An environmental watchdog warned Sunday that fluorescent lamps that contain mercury can cause chemical contamination if not properly disposed.
EcoWaste Coalition raised the warning after it visited 10 public schools in Manila for this year’s Brigada Eskwela.
The group said it saw dozens of broken fluorescent lamps which were thrown into mixed garbage bins or left in school corridors.

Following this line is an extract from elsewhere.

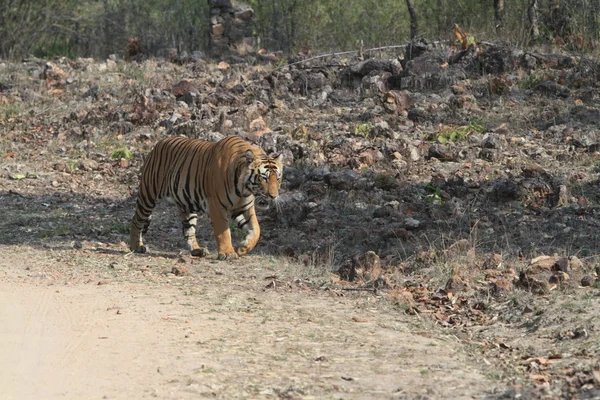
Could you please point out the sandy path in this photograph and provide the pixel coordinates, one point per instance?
(214, 338)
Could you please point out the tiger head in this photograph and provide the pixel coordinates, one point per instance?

“We appeal to the public to exercise essential precautions when installing new lamps and discarding busted ones to avoid breakage that will let the elemental mercury vapor escape from the lamp and contaminate the surroundings,” EcoWaste Coalition’s Project Protect
Coordinator Thony Dizon said.
Dizon appealed to the Department of Energy and the Department of Environment and Natural Resources, to set up a system “that will ensure the environmentally-sound management of mercury lamp waste, including a take back mechanism for busted lamps, to protect the public health and the environment.”
EcoWaste said that based on the Toxic Substances and Hazardous and Nuclear Wastes Act (Republic Act 6969), lamp waste are considered “hazardous and thus requiring safe management and disposal.”
The Ecological Solid Waste Management Act (R.A. 9003), meanwhile, classifies lamp waste “as special waste that should not be combined with compostable and recyclable waste.”
A study prepared by the EcoWaste Coalition, also published in a United Nations Environment Programme’s report on heavy metals in products, said the lack of public education on mercury exposure is one of the many challenges the country is facing in terms of mercury lamp waste management.
It also mentioned some other challenges like the lack of producer responsibility in taking back discarded lamps, the lack of mercury information and precaution on labels, the lack of functional system for collecting busted lamps, including storage, and the informal recycling of busted lamps in dumpsites and junk shops that releases mercury vapor into the environment.
The “Mercury-Containing Lamp Waste Management” guidebook published by the government has warned that “mercury and its compounds are highly toxic especially to the developing nervous system, which is very sensitive to all forms of mercury.”
“Exposure to high levels of mercury can cause permanent brain damage, central nervous system disorders, memory loss, heart disease, kidney failure, liver damage, vision loss, sensation loss, and tremors,” the guidebook states.
To prevent mercury exposure from broken fluorescent lamps, the EcoWaste Coalition has the following safety reminders:
1. Handle spent mercury-containing lamps with extreme care as they
can easily break.
2. Do not burn lamps containing mercury or throw them into regular waste bins.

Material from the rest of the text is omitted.